If you want to lose weight you need to know something about calories. You know that some foods have more than others. Fattening foods have more calories. Diet foods have fewer calories. But what are calories, really, and what do they have to do with you losing weight and keeping it off?
Calories are basically a measurement of heat. For example, if you are going to boil water you have to heat it. The amount of heat it takes is measured in calories.
A scientist will tell you that it takes one calorie to raise the temperature of one gram of water by one degree. (These are calories with a small "c". Food Calories are with a large "C" and are actually 1000 small calories.) The interesting thing about calories is that the amount of heat never changes. If it takes 1000 calories to boil a pot of water today, it will take 1000 calories tomorrow, and it will take 1000 calories any time in the future to boil that same pot of water. It never changes. It doesn't matter if the heat comes from a gas stove, or burning coal, or an electric heater, it still takes 1000 calories to boil that one pot of water.
You get calories from anything that makes heat. For example, there are calories in gasoline. Every gallon of gasoline will give you a certain number of calories. In fact there are about 31,000,000 calories in a gallon of gasoline. Gasoline burns hot, and that is a lot of heat, a lot of calories.
So what does this have to do with losing weight? Your food has calories, just like coal or gasoline or electricity. And just like there are a certain number of calories in a gallon of gasoline or a lump of coal, there are a certain number of calories in the food you eat.

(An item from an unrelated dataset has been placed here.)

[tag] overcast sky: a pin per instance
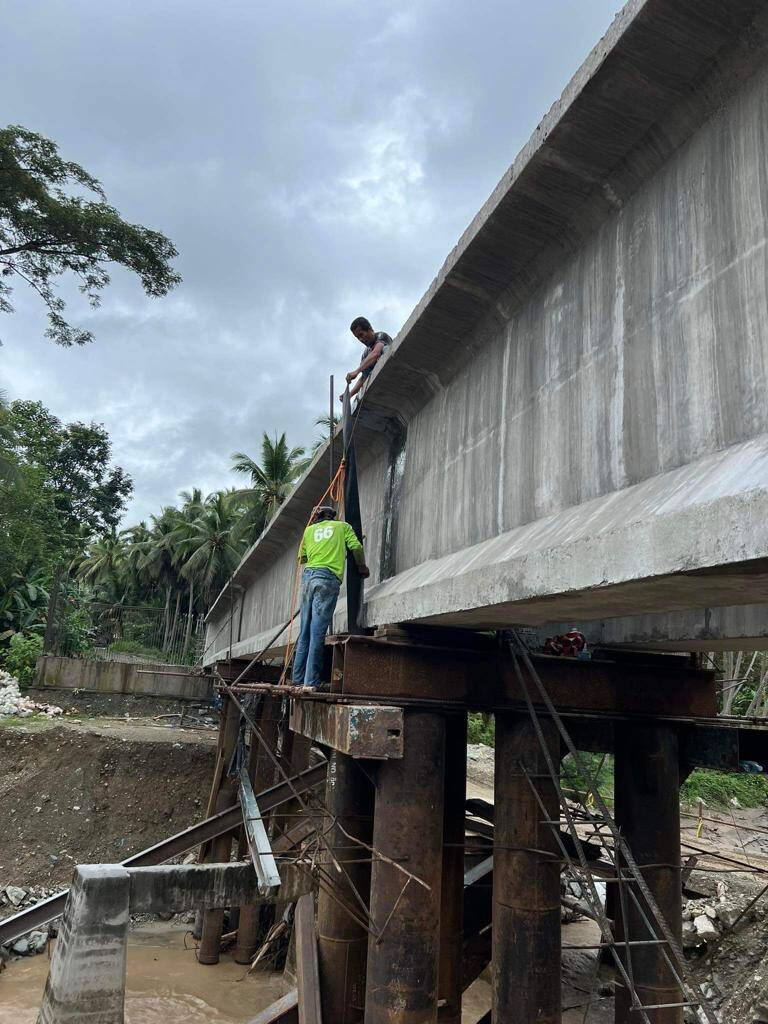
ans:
(311, 161)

You know that when you put gasoline in your car you are going to get a certain number of miles per gallon, depending on the car and how you drive. You might get 25 miles to the gallon. But you are not going to get 250 miles to the gallon no matter what kind of car you drive.
The same is true for your food. An apple has about 100 calories. A tablespoon of oil has 125 calories. A teaspoon of sugar has 15 calories. It is the same for you as it is for me, and it is the same today as it is tomorrow. Calories don't change.

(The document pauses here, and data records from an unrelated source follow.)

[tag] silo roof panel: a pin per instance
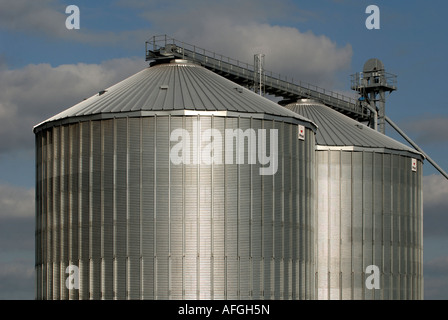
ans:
(336, 129)
(175, 86)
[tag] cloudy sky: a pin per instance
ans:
(46, 68)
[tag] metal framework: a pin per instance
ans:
(165, 47)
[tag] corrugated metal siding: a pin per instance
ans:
(139, 227)
(368, 213)
(171, 87)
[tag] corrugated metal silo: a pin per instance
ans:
(368, 210)
(141, 220)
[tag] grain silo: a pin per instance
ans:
(368, 210)
(175, 184)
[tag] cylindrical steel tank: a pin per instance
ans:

Now, when you take in food, you body has many uses for it. Some of it provides heat and keeps you warm. Some of it is used to make muscle. Some of it powers your heart and lungs. And each of these takes calories.

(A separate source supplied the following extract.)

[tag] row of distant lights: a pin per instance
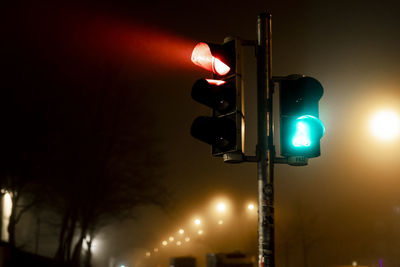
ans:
(221, 207)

In the same way that your car gets 25 miles per gallon, and not 250 miles per gallon, you get a certain number of miles from an apple or from a cheeseburger. You can get about 15 minutes of exercise energy from an apple, and about two hours worth from a cheeseburger.
Pick any food. That food supplies a certain number of calories. Whether it is primarily fat or protein or carbohydrate doesn't really change it. It still supplies a certain number of calories. When you eat something your body breaks it down and then uses it. It will use it for energy or it will use it to produce something the body needs. And when it is done doing those two things, it stores what is left.
Your body can store a very limited amount of sugar, maybe a few hundred calories. Anything left after that has to get stored as fat. And your body can store virtually unlimited amounts of fat.
Scientists have measured the number of calories in a pound of fat. There are 3500 calories in one pound of fat. So if you take in 3500 calories more than you use, you will gain one pound of fat. It doesn't matter where the calories come from, whether protein or fat or carbohydrate, those 3500 extra calories will be turned into one pound of fat.
So beware of diets which claim that calories don't count. Or that claim that you can eat all you want of certain types of food, and that if you avoid other types of food you cannot get fat. That just defies the laws of physics. It is just not true, and the people that claim that are either fooling themselves or trying to fool you. A calorie is a calorie is a calorie, whether it is fat or protein or carbohydrate.
Take in fewer calories than you use, and you will lose weight. Take in more than you use and you will gain weight. Now, that doesn't mean you have to count calories. You don't have to count calories, but somehow you have to come into proper balance.
Diets that don't count calories accomplish the same goal somehow. Whether you use a point system, eat prepackaged meals, measure food by the ounce or gram, or control portion sizes, the effect is the same. Somehow you must take in less than your body uses and you lose weight. If you do not take in less than your body uses you will not lose weight.
If you are 20 pounds overweight you have eaten 70,000 calories more than you needed, and you stored it as fat. If you are 50 pounds overweight you ate 175,000 calories more than you needed. Fifty pounds is equivalent to 1,166 cans of soda, and now you are carrying it around with you. Think about that the next time you reach for a sugary snack.
There is really no magic to eating one type of food over another. Many scientific studies have proven that the weight loss from low carbohydrate diets is due to calorie restriction and not from the amount of fat or carbohydrate. While you should avoid excessive sugary snacks, you also need complex carbohydrates as part of a healthy diet.
It is very hard to lose weight and keep it off if you do not know what is in the food that you eat. The more you understand about food and what it is made of the easier it will be for you to lose weight and keep it off.
Whether you count them or not, calories are the key to permanent weight loss. Food is made of protein and carbohydrate and fat, and these have calories. Knowing this and using it can be your key to finally taking off that extra weight and keeping it off forever.